Several times in the last couple years I’ve written about the concept of “community” in online communications/marketing. By that I mean the fact that employing today’s new and social media tools allows us to connect and interact with our customers and members in ways we never could before. Using my AgWired as an example, I don’t just reach readers who think, “I’ll visit AgWired.com to see what’s new.” I reach them in Facebook, Twitter, FriendFeed, Flickr, YouTube, LinkedIn, email and in all the ways those people re-post or pass along or tell their connections. So for you marketers who just look at website visitors, you’re missing a lot of the story.
I still find so many in corporate communications who can’t wrap their mind around this concept. Granted there are a lot of control freaks out there who fear loss of the control they’ve enjoyed for so many years. It’s a mentality that says “I’ll build what I want them to see and give them the choices I want them to make.” But those days are coming to an end.
Today’s consumer (any kind, farmers included) not only want and demand freedom of choice but they’re just creating their own destinations and touch points. They’re leaving the old destination websites behind. I was prompted to write this after reading Steve Rubel’s post on Micropersuasion, “The End of the Destination Web Era.”
After years of erosion it now it appears the destination web era is drawing to a close. This a trend that digital thinkers like Om Malik have long noted. In fact, the numbers prove it.
In March the average American visited a mere 111 domains and 2,500 web pages, according to Nielsen Online. What’s worse, our attention across these pages is highly fragmented. The average time spent per page is a mere 56 seconds. Portals and search engines dominate, capturing approximately 12 of the 75 hours spent online in March. However, people-powered sites like Wikipedia, Facebook and YouTube are not far behind, snagging nearly 4.5 hours of our monthly attention.
He points to an article by ARAnet in conjunction with Opinion Research Corporation that talks about what you can do to break through the clutter. The answer doesn’t include fancy pop up ads.
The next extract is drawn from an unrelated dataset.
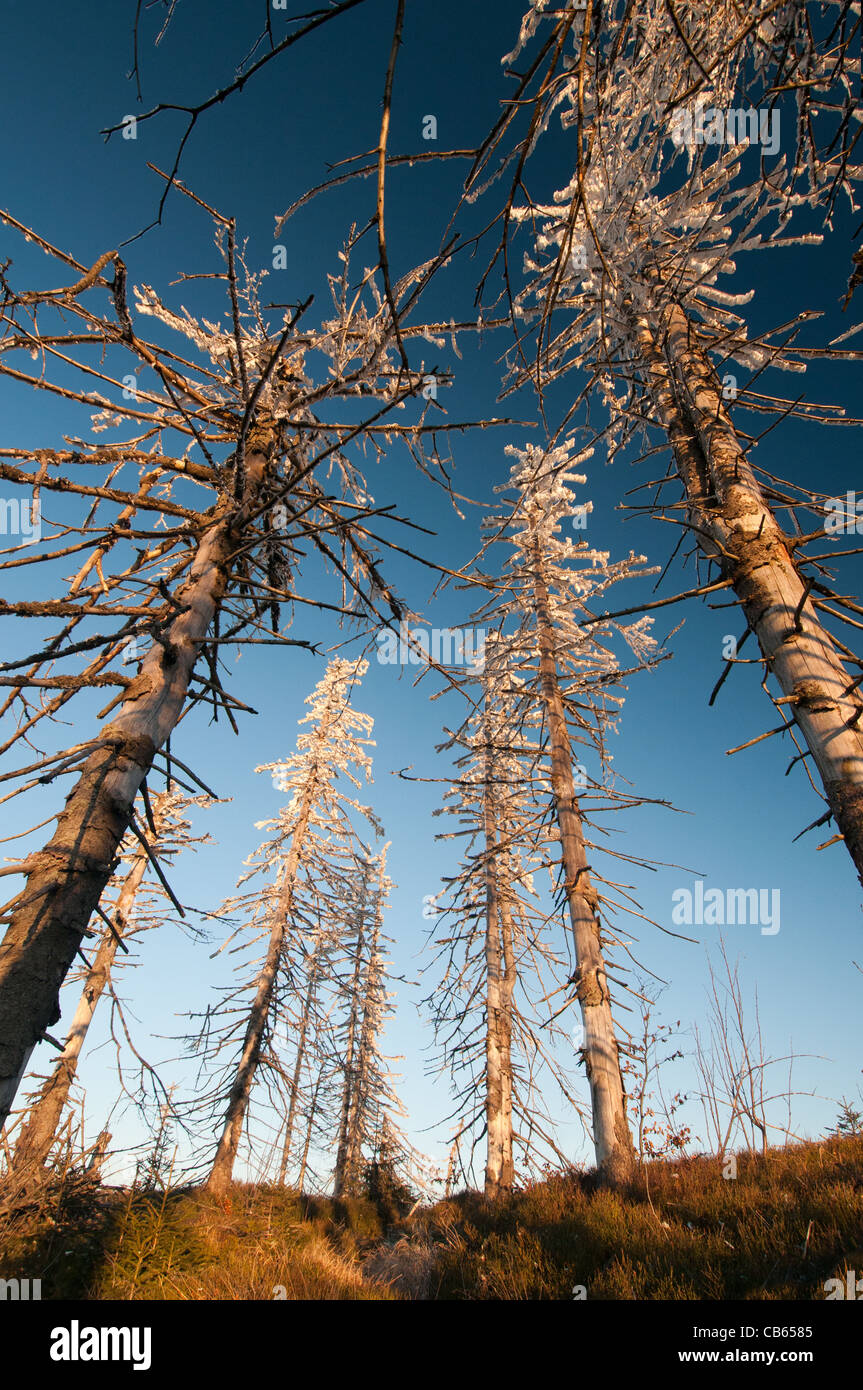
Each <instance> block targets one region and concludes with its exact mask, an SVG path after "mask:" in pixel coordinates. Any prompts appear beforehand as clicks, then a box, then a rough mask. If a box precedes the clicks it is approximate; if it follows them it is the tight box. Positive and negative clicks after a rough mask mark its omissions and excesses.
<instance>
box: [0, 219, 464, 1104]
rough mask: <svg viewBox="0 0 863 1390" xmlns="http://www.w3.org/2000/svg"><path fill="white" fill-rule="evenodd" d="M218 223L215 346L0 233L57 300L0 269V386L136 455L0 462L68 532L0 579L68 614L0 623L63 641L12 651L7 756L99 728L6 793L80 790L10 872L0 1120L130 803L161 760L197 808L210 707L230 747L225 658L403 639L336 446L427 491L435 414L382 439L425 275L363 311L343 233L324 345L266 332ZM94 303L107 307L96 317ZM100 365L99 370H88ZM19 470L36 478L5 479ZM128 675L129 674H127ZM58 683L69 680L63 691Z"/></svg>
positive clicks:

Long-shunned pop-up ads remained the least favorable option for every audience segment, regardless of age, race, income, sex, region or size of household: 87% of respondents said they were not very likely or not at all likely to read and respond to them.
Their conclusion is that brand mentions in articles is one of the best ways to reach consumers. I would call that “meaningful content” that is posted into social networking locations and on highly search engine optimized websites (blogs). That’s why public relations folks are trying to figure out ways to present information to bloggers now. We’re not your ordinary msm journalists!
Do you get it? Are you willing to venture out into the online conversation or are you going to stay inside your “safe” online house and hope someone comes to visit?